"Men sana in corpore sano", sebuah istilah yang sangat popular di kalangan generasi Baby Boomer dan generasi X. Bermakna bahwa, di dalam tubuh yang sehat terdapat jiwa yang kuat, merupakan budaya yang sangat melekat di masyarakat kala itu. Dicetuskan seorang penyair abad ke-2 Masehi, Decimus Iunius Juvenalis, dalam karyanya Satire X. Sehingga akan diperoleh kesehatan jiwa atau psikologi yang lebih baik dengan olah tubuh yang teratur serta meningkatkan daya tahan tubuh (imunitas). Selain mampu memicu terlepasnya hormon endorfin yang membantu meningkatkan emosi positif (gembira) serta hormon leptin yang mampu merangsang meningkatnya pola metabolisme badan dengan pola makan dan asupan energi yang meningkat.
Sahabat saya, Rusdi Saleh, sangat menjiwai hal ini bahkan memulainya sejak awal memulai masuk dunia kerja 22 tahun yang lalu. Dia sangat percaya bahwa olah raga juga merupakan sebuah sarana investasi masa depan, asset masa depan yang sangat berharga di usia tua. Investasi yang akan bisa membantu menghindarkan kita dari kunjungan rutin ke rumah sakit ketika sudah berusia lanjut. Olah raga rutin yang dimulai lebih awal layaknya investasi sebuah tabungan, tidak perduli jumlahnya karena lebih mengutamakan konsistensi dan disiplin untuk tujuan jangka panjangnya, kesehatan yang lebih baik di masa depan.
Dalam perspektif ini, seperti halnya menabung, maka yang dilakukan adalah konsep CUKUP. Seperti menabung itu adalah selisih antara PENGHASILAN dan EGO anda, maka olah raga yang teratur pun demikian. Tanpa menafikkan bahwa ketika jumlah hormon endorfin yang terlepas dapat menjadi katalis meningkatnya intensitas olah raga kita, sehingga setiap penggiat olah raga akan meningkatkan level permain atau bahkan lebih ke level serius seperti atlet. Tapi dalam tulisan ini, saya ingin lebih fokus untuk memaknai istilah CUKUP yang akan menjadi fondasi dasar untuk investasi kesehatan yang lebih baik di masa depan.

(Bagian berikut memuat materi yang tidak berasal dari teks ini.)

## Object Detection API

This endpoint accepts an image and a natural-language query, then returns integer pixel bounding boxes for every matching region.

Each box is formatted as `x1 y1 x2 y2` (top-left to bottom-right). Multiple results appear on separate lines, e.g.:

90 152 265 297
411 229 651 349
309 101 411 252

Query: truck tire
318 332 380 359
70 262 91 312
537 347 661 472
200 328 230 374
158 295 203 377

Karena itu akan kembali mengarah ke filter awal dalam berinvestasi, mengenali PROFIL RISIKO. Seperti halnya memilih tipe olah raga mulai dari fun, menengah hingga serius selayaknya atlet, maka mengenali profil risiko pribadi merupakan fondasi awal untuk memulai investasi. Jika hanya sesederhana ingin sehat tanpa sakit-sakitan, mungkin cukup olah raga secara teratur 2-3 kali seminggu selama 30 menit hingga 2 jam setiap latihannya. Sama dengan menabung, tanpa peduli tingkat bunga, maka yang diperlukan hanya memulainya saja. Apakah perlu investasi dalam bentuk saham, surat berharga, emas, kripto, reksadana, properti atau yang lainnya, cukup memulai saja yang menurut anda menarik sesuai profil risiko tadi.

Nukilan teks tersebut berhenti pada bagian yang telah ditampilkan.